Applying the formula P = V x I, we obtain the values of PR and PL.

PL = VL x I = 6 x 0,05 = 0,3 W = 300 mW

The same values can be obtained, applying the other relations that we know either :

P = R x I2   and    P = V2 / R

In these cases, the value of the resistance R and that of the L filament must first be determined by applying Ohm's law.

R = VR / I = 3 / 0,05 = 60 Ohms

RL = VL / I = 6 / 0,05 = 120 Ohms

Which gives for the two powers PR and PL :

PR = R x I2 = 60 x (0,05 x 0,05) = 60 X 0,0025 = 0,15 W = 150 mW

and      PL = VL2 / R = (6 x 6) / 120 = 36 / 120 = 0,3 W = 300 mW

The resistor R must therefore be able to dissipate a power of at least 150 mW. A resistor is an electronic component characterized not only by its ohmmic value but also by its maximum power that can dissipate without risk of destruction.



There are resistors that, although having the same resistive value dissipate very different powers, which range from fractions of watt to several tens of watts. They differ in their dimensions or the materials with which they are made.

This is how the technique helps builders can reduce the size of resistors while maintaining strong powers.

From the temperature increase produced by the dissipation of the power in heat, derives an important fact. Previously, it has been said that the higher the temperature of a body, the greater the agitation of its atoms is important, this is true also for resistances and in general for all drivers.

But if the atoms move with greater amplitude, it is easier for them to find themselves on the path of the charges constituting the electric current flowing in the conductor. We can then deduce that :

By increasing the temperature of a conductor, its electrical resistance increases. This increase in resistance is different from one material to another.

For each of them, we can know this increase by means of the coefficient of temperature which indicates how much a 1 Ohm resistance increases when its temperature increases by 1°C and this for a given material.

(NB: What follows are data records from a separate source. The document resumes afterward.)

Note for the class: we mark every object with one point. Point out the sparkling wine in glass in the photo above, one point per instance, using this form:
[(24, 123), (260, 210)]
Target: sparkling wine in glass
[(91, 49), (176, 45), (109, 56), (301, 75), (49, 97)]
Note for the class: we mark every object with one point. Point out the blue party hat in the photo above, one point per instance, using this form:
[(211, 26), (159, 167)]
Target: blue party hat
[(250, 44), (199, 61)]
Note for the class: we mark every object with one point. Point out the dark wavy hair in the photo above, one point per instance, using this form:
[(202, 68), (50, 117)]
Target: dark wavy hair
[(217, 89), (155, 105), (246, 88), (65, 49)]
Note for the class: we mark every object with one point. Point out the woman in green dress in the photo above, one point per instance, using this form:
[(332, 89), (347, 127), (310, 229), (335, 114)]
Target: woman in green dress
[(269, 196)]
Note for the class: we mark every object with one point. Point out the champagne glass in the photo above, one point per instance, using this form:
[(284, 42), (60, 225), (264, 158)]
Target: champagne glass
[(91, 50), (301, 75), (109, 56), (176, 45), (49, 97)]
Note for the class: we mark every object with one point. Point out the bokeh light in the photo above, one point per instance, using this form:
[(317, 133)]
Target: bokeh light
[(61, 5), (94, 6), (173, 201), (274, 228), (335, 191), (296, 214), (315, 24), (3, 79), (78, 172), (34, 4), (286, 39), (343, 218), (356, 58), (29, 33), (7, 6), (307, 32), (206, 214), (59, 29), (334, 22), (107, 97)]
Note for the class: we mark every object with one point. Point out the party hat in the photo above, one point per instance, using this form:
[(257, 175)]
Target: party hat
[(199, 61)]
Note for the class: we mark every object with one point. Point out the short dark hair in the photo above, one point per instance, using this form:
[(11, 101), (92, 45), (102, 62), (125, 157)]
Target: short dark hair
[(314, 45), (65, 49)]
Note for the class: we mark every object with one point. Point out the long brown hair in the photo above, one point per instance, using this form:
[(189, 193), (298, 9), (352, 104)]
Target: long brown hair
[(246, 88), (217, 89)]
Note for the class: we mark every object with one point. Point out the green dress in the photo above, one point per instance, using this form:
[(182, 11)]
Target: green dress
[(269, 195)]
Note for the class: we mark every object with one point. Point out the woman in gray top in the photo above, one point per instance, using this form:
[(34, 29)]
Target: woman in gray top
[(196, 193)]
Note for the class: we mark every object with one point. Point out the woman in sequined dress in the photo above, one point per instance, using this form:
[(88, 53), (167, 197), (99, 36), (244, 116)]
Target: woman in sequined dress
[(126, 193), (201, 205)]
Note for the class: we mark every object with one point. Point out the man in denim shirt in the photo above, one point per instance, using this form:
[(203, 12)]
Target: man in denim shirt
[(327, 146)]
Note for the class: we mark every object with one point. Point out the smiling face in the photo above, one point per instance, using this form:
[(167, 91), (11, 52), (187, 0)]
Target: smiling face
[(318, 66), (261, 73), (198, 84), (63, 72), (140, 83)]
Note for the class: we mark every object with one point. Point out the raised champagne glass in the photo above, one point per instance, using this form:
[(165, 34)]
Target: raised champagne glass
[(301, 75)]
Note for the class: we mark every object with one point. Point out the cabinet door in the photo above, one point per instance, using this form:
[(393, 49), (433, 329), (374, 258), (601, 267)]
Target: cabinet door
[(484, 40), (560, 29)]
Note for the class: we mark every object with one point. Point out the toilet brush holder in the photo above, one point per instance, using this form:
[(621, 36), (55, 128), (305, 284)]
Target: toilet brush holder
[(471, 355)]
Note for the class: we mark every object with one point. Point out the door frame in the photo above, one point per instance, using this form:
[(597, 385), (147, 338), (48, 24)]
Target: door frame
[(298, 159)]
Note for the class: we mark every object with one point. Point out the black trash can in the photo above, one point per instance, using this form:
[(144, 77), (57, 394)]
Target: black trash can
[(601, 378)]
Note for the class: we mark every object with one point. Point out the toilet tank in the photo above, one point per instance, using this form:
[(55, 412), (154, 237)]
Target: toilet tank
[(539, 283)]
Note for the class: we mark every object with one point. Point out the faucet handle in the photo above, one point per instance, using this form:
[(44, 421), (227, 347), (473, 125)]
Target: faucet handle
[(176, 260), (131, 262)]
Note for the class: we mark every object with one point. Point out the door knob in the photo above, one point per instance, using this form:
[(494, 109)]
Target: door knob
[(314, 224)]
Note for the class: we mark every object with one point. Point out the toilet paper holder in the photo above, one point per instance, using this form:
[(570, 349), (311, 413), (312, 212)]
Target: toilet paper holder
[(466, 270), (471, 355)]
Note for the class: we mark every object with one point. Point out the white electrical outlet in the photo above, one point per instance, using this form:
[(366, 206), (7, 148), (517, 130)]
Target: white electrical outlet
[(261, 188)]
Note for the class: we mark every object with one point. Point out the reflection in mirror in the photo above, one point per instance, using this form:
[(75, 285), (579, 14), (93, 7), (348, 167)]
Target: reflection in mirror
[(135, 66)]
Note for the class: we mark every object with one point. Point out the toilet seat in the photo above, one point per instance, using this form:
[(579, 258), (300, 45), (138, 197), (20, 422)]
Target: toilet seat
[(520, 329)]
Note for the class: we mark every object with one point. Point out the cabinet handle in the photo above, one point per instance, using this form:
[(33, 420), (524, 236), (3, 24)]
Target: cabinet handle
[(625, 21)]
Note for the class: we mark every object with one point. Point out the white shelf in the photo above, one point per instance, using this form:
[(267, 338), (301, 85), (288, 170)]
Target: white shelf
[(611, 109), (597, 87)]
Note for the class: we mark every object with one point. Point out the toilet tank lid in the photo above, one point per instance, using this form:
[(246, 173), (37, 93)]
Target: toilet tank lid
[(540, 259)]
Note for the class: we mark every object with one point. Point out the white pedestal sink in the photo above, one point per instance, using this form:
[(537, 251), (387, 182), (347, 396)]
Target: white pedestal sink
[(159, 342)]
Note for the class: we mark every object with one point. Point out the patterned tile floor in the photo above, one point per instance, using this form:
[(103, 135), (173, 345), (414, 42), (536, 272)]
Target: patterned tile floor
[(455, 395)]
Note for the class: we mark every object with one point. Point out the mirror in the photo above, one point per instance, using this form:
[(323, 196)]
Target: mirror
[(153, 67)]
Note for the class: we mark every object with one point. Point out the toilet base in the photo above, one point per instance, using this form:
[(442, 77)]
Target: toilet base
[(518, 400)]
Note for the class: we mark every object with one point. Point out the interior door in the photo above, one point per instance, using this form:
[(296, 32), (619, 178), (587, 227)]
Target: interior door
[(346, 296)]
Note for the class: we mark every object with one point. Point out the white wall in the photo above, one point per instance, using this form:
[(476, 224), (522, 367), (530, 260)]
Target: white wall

For the resistors, the manufacturers use materials with a low temperature coefficient so that their resistive value does not undergo significant variation, even if the temperature reaches high values.

In the next lesson, we will meet another fundamental component of electrical circuits : the capacitor. But first of all, we will deal with some simple notions of mathematics so as to understand and how to calculate a capacitor for example, among many others ?

See math, (1st lesson) before taking the lesson of capacitors.